Geleerden en straatnamen rond het Oosterpark – deel 7
Robert van Andel | Beeld Henk Pouw

Amsterdam in zijn vele aspecten is al eeuwenlang een populair thema voor steeds nieuwe drukwerken. Dat is te zien in boekhandels, het Stads Archief Amsterdam (SAA), de Openbare Bibliotheek Amsterdam (OBA) en de Universiteitsbibliotheek.

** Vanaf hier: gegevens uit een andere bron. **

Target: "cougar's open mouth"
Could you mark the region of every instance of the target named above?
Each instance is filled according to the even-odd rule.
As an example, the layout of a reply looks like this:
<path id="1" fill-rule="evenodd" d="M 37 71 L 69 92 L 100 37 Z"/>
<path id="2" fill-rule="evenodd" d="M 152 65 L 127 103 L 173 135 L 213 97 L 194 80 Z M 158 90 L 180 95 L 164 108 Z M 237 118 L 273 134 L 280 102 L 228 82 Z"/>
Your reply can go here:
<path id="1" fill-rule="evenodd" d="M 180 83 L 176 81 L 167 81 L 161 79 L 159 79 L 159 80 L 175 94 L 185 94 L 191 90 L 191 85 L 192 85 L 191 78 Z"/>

Tussen 1875 en 1880 besloot de gemeenteraad stadskroniekschrijvers uit vervlogen tijden te vrijwaren van de vergetelheid door hen te vernoemen in het stadsuitbreidingsgebied dat nu de Dapperbuurt vormt.

Pontanus

De Pontanusstraat kromt zich tegen de spoordijk die de Dapperbuurt scheidt van de Indische buurt; vooral vervangende nieuwbouw bepaalt nu de gevels die uitkijken over het spoor. Pontanus verwierf bekendheid als geschiedschrijver in de toenmalige taal van de wetenschap, het Latijn. Eerst schreef hij over Amsterdam (1611): Rerum et urbis Amstelodamensium historia, en later onder meer over Denemarken (1631) en over Gelderland (1639). Tientallen jaren woonde hij in Harderwijk als hoogleraar aan de Latijnse school, de voorloper van de Universiteit van Harderwijk.

Johannes Isacus Pontanus (1571-1639) ontwikkelde zich tot historicus, maar was een echte vertegenwoordiger van de natuurwetenschap op de grens van de 16de naar de 17de eeuw. Tijdens zijn opleiding aan de universiteiten van Leiden en Franeker in de natuurfilosofie richtte hij zich zowel op de geneeskunde alsook op de sterrenkunde. Als jongeman werkte hij enkele jaren voor de Deense astronoom Tycho Brahe. Hij nam deel aan diens nachtelijke astronomische metingen aan de hemelpositie van de planeten, die bepaald werden met een voor die tijd verbluffende nauwkeurigheid. De schat aan gegevens die Brahe meenam naar Praag, waar hij hoofdastronoom werd aan het hof, hielp Johannes Kepler aldaar concluderen dat de planeten niet in een cirkel- maar in een ellipsbaan door ons zonnestelsel bewegen.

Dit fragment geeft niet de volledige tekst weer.